Farm Bill Extension in the Works
Stating it is no longer possible to enact a five-year farm bill in this Congress – House Ag Committee Chair Frank Lucas says the responsible thing to do is to extend the 2008 Farm Bill for one year. He says an extension would provide certainty to the nation’s producers and critical disaster assistance to those affected by record drought conditions. While Lucas says the extension legislation isn’t perfect – he is hopeful it will pass the House and Senate and be signed by President Obama by today. Unfortunately – none of the extension measures were listed by House Majority Leader Eric Cantor as a bill for the House to consider today Monday. In endorsing the one-year extension – Ranking Member of the House Agriculture Committee Collin Peterson – said reforms to the dairy industry are the primary reason he's willing to even consider an extension.
Without a temporary extension – Senate Ag Chair Debbie Stabenow said we risk serious damage to the economy. She placed the blame on the House Republican leadership for their lack of action. According to Stabenow – the responsible short-term farm bill extension was developed by Ag Committee leaders in both chambers. She says it not only stops milk prices from spiking – but prevents eventual damage to the entire ag economy. Despite her backing for a short-term extension now – Stabenow continues to stress the importance of passing a five-year farm bill to give farmers and ranchers the certainty they need to plan for the future. Without a new farm bill in this Congress – she said the Senate Ag Committee will soon hold another mark-up and keep working until one is enacted in 2013.

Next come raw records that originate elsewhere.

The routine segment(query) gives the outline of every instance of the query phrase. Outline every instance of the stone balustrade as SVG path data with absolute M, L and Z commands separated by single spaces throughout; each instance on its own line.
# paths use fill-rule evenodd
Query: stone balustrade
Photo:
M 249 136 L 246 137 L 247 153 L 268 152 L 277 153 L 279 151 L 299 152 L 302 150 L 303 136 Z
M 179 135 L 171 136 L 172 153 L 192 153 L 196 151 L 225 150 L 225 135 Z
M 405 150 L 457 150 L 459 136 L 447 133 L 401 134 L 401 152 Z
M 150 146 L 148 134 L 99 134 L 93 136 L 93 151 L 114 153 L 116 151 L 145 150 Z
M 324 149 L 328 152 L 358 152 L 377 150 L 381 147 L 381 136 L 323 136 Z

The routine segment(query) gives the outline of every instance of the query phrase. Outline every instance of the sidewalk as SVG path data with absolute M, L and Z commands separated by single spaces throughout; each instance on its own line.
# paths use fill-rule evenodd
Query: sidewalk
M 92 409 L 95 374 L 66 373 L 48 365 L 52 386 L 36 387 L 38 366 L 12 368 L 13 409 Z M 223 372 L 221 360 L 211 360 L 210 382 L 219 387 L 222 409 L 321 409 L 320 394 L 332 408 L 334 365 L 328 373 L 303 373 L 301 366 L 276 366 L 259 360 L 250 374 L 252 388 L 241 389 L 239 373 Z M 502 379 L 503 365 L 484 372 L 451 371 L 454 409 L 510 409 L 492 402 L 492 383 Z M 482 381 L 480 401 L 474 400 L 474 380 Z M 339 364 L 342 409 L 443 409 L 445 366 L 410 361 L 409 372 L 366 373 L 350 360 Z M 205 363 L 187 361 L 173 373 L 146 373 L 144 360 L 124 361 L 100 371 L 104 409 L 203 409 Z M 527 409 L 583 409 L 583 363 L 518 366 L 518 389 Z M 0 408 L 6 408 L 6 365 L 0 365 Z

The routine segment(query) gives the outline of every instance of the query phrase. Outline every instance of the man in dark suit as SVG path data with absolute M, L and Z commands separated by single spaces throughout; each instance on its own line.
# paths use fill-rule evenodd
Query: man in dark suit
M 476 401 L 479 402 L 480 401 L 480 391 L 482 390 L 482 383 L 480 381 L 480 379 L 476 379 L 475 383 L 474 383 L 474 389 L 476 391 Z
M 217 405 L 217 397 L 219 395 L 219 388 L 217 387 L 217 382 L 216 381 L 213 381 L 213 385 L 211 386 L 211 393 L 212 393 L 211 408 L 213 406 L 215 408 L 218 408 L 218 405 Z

According to the National Sustainable Agriculture Coalition – three different versions of measures to extend the farm bill were filed late Saturday night. The other two versions were one-month extensions primarily focused on delaying the so-called dairy cliff. Peterson expressed opposition to both efforts – stating they would fail to reform the dairy safety net. He called the 30-day extension approach a poor joke on farmers that offers no certainty given the improbability that the House and Senate could enact long-term farm policy into law within the next 30 days.